A Kingdom of Abundance



By Charles Fillmore.

There is a kingdom of abundance of all things, and it may be found by those who seek it and are willing to comply with its laws.

Jesus said that it is hard for a rich man to enter into the kingdom of heaven. This does not mean that it is hard because of his wealth, for the poor man gets in no faster and no easier. It is not money but the thoughts men hold about money, its source, its ownership, and its use, that keep them out of the kingdom.

Men’s thoughts about money are like their thoughts about all possessions; they believe that things coming out of the earth are theirs to claim and control as individual property, and may be hoarded away and depended on, regardless of how much other men may be in need of them. The same belief is prevalent among both rich and poor, and even if the two classes were suddenly to change places, the inequalities of wealth would not be remedied. Only a fundamental change in the thoughts of wealth could do that.

Before there is any fundamental social or economic change men must begin to understand their relationship to God and to one another as common heirs to the universal resource that is sufficient for all. They must give up some of their erroneous ideas about their “rights.” They must learn that they cannot possess and lock up that which belongs to God without themselves suffering the effects of that sequestration. The poor man is not the greatest sufferer in this concentration of wealth, for he has not concentrated his faith in material things and chained his soul to them. Those who are rich in the things of this world are by their dependence on those things binding themselves to material things and are in material darkness.

Every thought of personal possession must be dropped out of mind before men can come into the realization of the invisible supply. They cannot possess money, houses, or land selfishly, because they cannot possess the universal ideas for which these symbols stand.
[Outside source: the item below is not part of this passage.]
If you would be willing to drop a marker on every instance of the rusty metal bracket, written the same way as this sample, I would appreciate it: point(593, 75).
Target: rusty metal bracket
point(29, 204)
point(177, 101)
No man can possess any idea as his own permanently. He may possess its material symbol for a little time on the plane of phenomena, but it is such riches that “moth and rust consume, and where thieves break through and steal.”

Men possess as valuables their education, trade, ability, or intellectual talent. Ministers of the gospel possess scholarship or eloquence, and take pride in these spiritual possessions. Yet even these are burdens that must be unloaded before they may enter the kingdom of the heavens. The saint who is puffed up with his saintly goodness must unload his vanity before he gets in. Whoever is ambitious to do good, to excel his fellow men in righteousness, must lose his ambition and desire before he beholds the face of the all-providing Father.

The realm of causes may be compared to steam in a glass boiler. If the glass is clear one may look right at it and see nothing at all. Yet when an escape valve is touched the steam rushes out, condenses and becomes visible. But in this process, it has also lost its power. Substance exists in a realm of ideas and is powerful when handled by one who is familiar with its characteristics. The ignorant open the valves of the mind and let ideas flow out into a realm with which they have nothing in common. The powerful ideas of substance are condensed into thoughts of time and space, which ignorance conceives as being necessary to their fruition. Thus their power is lost, and a weary round of seedtime and harvest is inaugurated to fulfill the demands of the world.

It is the mind that believes in personal possessions that limits the full idea. God’s world is a world of results that sequentially follow demands. It is in this kingdom that man finds his true home. Labor has ceased for him who has found this inner kingdom. Divine supply is brought forth without laborious struggle: to desire is to have fulfillment.

We must have in our finances a consciousness of the permanency of the omnipresent substance as it abides in us. Some wealthy families succeed in holding their wealth while others dissipate it in one generation because they do not have the consciousness of abiding substance. For many of us there is either a feast or a famine in the matter of money and we need the abiding consciousness. There is no reason why we should not have a continuous even flow of substance both in income and outgo. If we have freely received, we must also freely give and keep substance going, confident in our understanding that our supply is unlimited and that it is always right at hand in the omnipresent Mind of God.